11 Nov 2014

Could Alan Turing have worked for our modern security services?

Sir John Scarlett is not an easy man to interview. So you would expect from a former chief of MI6 – they don’t normally give interviews at all.

In fact it was only four years ago, in 2010, that a serving head of MI6 first gave a speech in public.  Sir John took over at Vauxhall Cross in the wake of one of the worst intelligence failures in decades – the run-up to the 2003 Iraq war.

But he has been tempted out of the shadows to talk about the spectacularly successful work of the codebreakers at Bletchley Park, and in particular a new film and exhibition on the life of Alan Turing,  the famously brilliant mathematician who died tragically young after being prosecuted for homosexuality.

Sir John concedes that there were many great minds at Bletchley, where some 25,000 people worked during the second world war. The film The Imitation Game, starring Benedict Cumberbatch, contains a couple of glaring inaccuracies: Turing was not put in charge of Hut 8 by Winston Churchill (though clearly the temptation of linking one famous maverick with another was too good to miss) and he left Bletchley in 1942, not at the end of the conflict – the Enigma code was first cracked in 1940.

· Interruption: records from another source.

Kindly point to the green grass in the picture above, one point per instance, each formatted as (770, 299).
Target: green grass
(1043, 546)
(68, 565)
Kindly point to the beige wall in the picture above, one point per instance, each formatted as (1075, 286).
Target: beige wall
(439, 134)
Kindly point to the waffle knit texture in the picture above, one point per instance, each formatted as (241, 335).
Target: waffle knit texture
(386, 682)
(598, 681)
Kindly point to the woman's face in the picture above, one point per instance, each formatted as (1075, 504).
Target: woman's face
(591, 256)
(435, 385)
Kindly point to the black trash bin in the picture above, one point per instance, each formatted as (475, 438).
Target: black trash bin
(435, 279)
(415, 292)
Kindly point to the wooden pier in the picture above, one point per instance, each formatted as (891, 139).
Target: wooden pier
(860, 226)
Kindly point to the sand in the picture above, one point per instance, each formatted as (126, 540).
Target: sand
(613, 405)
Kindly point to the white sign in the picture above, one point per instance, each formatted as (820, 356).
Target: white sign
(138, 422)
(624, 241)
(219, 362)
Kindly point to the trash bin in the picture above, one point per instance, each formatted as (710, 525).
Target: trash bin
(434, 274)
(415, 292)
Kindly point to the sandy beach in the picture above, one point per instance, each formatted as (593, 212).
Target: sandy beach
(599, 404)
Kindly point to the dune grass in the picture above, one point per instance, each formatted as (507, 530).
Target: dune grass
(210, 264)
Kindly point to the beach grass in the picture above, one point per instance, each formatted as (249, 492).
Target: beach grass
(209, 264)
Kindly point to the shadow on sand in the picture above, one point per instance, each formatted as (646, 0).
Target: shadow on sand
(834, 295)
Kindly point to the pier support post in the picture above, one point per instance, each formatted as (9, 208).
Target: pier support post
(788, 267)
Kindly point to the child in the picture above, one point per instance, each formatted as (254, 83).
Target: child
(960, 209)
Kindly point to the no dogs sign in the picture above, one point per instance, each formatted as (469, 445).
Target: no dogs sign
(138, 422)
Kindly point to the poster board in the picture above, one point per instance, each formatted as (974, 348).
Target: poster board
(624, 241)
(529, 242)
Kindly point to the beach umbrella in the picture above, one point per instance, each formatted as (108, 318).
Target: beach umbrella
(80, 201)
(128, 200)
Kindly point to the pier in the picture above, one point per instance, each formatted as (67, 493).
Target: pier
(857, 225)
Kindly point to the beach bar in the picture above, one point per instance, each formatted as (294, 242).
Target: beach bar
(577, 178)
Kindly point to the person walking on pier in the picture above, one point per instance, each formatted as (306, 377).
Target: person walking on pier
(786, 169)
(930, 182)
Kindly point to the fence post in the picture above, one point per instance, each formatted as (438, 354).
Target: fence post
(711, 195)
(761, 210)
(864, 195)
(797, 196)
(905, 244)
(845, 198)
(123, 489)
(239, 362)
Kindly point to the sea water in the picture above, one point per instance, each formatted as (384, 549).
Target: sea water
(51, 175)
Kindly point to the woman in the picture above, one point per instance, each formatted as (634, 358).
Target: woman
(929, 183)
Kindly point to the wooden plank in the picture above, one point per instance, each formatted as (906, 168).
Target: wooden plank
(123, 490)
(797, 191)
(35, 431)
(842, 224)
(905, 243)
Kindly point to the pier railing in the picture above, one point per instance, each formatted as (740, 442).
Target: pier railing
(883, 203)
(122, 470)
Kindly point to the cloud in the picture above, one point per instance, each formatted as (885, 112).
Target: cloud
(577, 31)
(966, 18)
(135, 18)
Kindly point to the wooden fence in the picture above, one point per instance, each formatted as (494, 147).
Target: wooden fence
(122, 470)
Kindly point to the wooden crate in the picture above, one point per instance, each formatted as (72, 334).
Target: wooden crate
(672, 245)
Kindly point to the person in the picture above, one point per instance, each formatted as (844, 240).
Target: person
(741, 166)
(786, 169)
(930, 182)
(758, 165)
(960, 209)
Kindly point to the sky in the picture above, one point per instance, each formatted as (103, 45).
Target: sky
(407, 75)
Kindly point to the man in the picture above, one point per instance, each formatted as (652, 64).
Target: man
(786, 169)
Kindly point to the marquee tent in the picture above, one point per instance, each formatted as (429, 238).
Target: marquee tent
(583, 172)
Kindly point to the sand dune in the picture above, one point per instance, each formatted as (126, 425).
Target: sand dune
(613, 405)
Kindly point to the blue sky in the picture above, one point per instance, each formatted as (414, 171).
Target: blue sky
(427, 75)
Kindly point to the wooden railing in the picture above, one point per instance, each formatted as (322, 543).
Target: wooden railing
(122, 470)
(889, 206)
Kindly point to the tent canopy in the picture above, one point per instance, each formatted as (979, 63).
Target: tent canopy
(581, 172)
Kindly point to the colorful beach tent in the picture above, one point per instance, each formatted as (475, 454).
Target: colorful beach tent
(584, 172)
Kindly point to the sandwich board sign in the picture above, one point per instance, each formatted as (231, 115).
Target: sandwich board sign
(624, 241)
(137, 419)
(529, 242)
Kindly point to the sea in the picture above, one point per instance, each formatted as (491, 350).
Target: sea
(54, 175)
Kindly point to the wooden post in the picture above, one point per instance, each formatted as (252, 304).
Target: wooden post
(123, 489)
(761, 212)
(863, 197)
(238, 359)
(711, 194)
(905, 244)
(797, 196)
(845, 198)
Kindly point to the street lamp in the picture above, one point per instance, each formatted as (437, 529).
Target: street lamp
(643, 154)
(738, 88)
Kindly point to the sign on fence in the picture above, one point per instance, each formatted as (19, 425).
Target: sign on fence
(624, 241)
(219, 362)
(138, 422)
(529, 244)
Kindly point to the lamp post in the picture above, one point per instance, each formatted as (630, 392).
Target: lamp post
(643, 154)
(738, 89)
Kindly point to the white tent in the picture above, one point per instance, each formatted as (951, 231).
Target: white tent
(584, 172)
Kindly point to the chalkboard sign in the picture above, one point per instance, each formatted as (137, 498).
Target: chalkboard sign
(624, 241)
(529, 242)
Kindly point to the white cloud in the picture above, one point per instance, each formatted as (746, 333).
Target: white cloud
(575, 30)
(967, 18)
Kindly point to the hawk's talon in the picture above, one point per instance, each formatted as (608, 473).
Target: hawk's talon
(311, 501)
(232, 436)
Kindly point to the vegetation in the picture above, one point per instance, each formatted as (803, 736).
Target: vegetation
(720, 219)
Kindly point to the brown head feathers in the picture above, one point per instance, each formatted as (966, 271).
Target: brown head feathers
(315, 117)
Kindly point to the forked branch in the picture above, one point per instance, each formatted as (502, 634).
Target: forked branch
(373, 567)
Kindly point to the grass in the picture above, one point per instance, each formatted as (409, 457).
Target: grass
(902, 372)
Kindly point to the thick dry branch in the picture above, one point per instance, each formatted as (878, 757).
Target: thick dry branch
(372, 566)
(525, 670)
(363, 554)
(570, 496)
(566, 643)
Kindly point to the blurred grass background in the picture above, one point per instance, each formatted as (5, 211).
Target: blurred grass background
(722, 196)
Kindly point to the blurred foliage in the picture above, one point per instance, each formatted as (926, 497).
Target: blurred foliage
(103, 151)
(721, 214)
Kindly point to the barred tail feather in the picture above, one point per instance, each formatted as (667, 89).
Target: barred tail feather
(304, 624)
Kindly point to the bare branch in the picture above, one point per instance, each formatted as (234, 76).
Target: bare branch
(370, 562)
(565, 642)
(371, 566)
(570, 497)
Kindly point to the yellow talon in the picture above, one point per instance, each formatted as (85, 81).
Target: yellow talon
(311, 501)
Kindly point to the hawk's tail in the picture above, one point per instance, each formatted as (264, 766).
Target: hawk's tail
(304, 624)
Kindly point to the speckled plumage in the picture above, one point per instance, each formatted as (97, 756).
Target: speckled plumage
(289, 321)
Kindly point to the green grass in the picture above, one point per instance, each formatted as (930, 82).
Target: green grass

“Almost everybody played a key role,” Scarlett says, adding that he enjoyed the film enormously: “I think to have their role recognised in a major way would give them real pleasure. It is one of the most extraordinary features of the story that the enemy didn’t know their top level communications were being intercepted.”

We are speaking just after a newspaper article by Robert Hannigan, the new head of GCHQ, claimed that technological companies such as Twitter and Facebook have become facilitators of terrorism. It seems a world away from the wartime collaboration with British firms at Bletchley Park.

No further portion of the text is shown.